The Pound to Rand exchange rate surged to its best levels since September in the week ending November 12th as investors repatriate money into developed markets, a trend that could yet weaken ZAR further.
South Africa's Rand weakened versus most majors during the week ending November 11th as the election of Donald Trump as US President lead to a massive outflow of money from riskier emerging markets such as South Africa.
GBP/ZAR has risen by more than 10.0% since the election, from a pre-election low of 16.39 to a daily high of 18.10 on Friday.
At present it is Trump's impact future inflation expectations in the US, UK and Europe that is driving significant global money flows that for years have favoured the likes of high-yielding jurisdictions like South Africa.
Trump’s plan to increase stimulus by $1 trillion in an effort to kick-start anaemic growth in the US increased inflation expectations which in turn saw a corresponding rise in lending rates and bond yields as investors demanded more return for holding assets that could in the future be eroded by higher inflation.

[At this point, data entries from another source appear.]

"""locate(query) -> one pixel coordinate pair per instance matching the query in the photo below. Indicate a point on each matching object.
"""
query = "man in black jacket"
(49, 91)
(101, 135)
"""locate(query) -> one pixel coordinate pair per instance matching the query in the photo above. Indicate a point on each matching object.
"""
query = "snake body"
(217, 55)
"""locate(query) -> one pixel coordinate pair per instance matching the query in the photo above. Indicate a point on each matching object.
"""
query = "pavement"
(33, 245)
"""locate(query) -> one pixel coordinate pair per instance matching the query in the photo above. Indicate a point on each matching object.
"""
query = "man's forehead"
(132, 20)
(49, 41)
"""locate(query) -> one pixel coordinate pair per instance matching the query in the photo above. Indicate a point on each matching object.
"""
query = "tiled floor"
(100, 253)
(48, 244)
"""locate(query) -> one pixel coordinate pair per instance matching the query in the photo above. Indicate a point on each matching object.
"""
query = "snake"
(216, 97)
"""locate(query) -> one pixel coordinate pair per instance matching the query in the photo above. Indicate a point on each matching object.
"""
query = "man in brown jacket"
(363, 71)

“Rising US bond yields sparked a sell-off of high carry currencies across the world. Potential US trade protectionism was another negative factor at play. The high beta South African Rand was badly hit as a result. ZAR was also hurt by rising downgrade risks before yearend,” says Alvin Tan at Societe Generale.
Since many EM companies have US Dollar denominated debts, many of which also originate in the US, it is feared the rise in US interest rates could translate into higher debt repayments which will weigh on countless EM balance sheets.

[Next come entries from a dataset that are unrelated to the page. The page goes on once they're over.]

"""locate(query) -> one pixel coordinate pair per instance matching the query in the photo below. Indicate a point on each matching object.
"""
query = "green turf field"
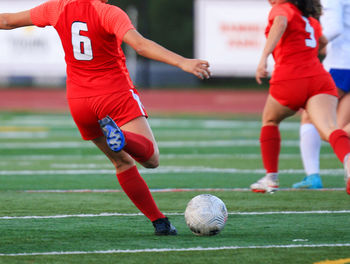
(42, 157)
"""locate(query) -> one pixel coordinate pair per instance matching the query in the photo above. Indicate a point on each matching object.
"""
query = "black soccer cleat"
(163, 227)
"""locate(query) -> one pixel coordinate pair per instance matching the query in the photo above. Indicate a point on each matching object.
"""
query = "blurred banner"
(30, 51)
(230, 34)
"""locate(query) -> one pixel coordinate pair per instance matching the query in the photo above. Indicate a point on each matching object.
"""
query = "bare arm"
(149, 49)
(276, 32)
(15, 20)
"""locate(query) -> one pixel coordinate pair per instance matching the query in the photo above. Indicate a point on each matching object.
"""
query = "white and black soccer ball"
(206, 215)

The current rally in the Dollar has also made US debt even more expensive for EM businesses to service.
Expectations of increased stimulus and growth in the US fed a backflow into the US, which led to a rise in the US stock market, with the Dow rising 218 points on Thursday, as investors took a positive view of the outlook for the US economy.
Much of the money appears to have been made up of repatriation flows from previous emerging market investments.

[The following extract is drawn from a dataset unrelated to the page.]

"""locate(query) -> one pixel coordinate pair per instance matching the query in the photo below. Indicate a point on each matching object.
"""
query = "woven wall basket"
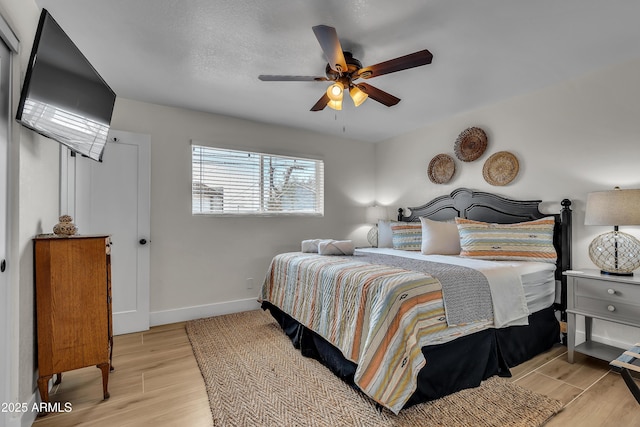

Recent homegrown data from South Africa has not been particularly positive either, so there was no offsetting influence from that quarter.
“Local news is having no impact on the market but it is, nevertheless, worth keeping an eye on. As expected, the no-confidence motion was a motion of no hope. Both mining and manufacturing numbers for September, meanwhile, came in better than expected although these sectors still subtracted from GDP in 3Q16, affirming our view of weak growth in the quarter,” said John Cairns of Rand Merchant Bank (RMB).
British Pound ‘Darling’ of Trump Ascendancy
The Pound has become the unlikely beneficiary of Donald Trump’s win after it rose even more than the US Dollar following his election on Wednesday.
This is because inflation expectations have risen in the UK in tandem with the US and bond yields are also rising.
Since Brexit the Pound has not been taking notice of yields and has actually become grossly undervalued according to this metric.
The Trump-trade has seen many investors realise this fact and there is a massive repricing of the currency underway.
An additional reason for the Pound’s strength is Trump’s pre-election promise that he would place the UK at the front of the queue in any trade talks.
Whilst we remain sceptical as to how good a deal; the UK will get of an agreement with the US, who will be in a much stronger negotiating position to the isolated UK, a trade deal may come quicker as a result of Trump presidency.
There is even an argument that Trump may champion the UK’s cause in its Brexit negotiations with the EU, in an attempt to broker a better deal for the UK, as put forward recently by Boris Schlossberg, partner at BY Asset Management.
“Mr. Trump is very likely to force the EU to negotiate with UK on PM May's terms or threaten a cooling of trade ties between EU and US. In short, having Mr. Trump as President may have ameliorated some of the worst economic aspects of Brexit and the market is reacting to this development by relentlessly bidding cable,” said Schlossberg.
We think this is unlikely because supporting the UK would risk turning the EU – a larger trading entity against the US.
In addition, Trump will not want the Uk to get an especially good deal with the EU as it will strengthen the UK’s negotiating stance in any subsequent negotiations with the US.
He has made it clear that way out at the top of his list of priorities it to get a good deal for American workers, who no doubt feel they have lost out in the past.
"The system was gamed for whatever reasons to begin with, the gaming's got to be removed, and it's got to be balanced for the American worker, American business, the American economy and trade deals are going to be walked away from if they can't be renegotiated to the point where they are net-positive for our GDP and they are positive for our good-paying job growth.
"And it is something Donald Trump is not going to walk away from. He is committed to it,” said Dan Dimarco, Donald Trump’s spokesperson.
What would be preferable from Trumps point of view is for the UK to come to the table desperate for a deal with the US, immediately placing it at a disadvantage in negotiations.
Ultimately, to expect the author of the ‘Art of the Deal’ to weaken his hand out of some nostalgic loyalty to the UK or even for personal reasons, seems a little naive and somewhat unlikely to us.
It is questionable, therefore, whether the current Trump bump rally has any legs, unless more concrete promises of a ‘special treatment’ for the UK are forthcoming.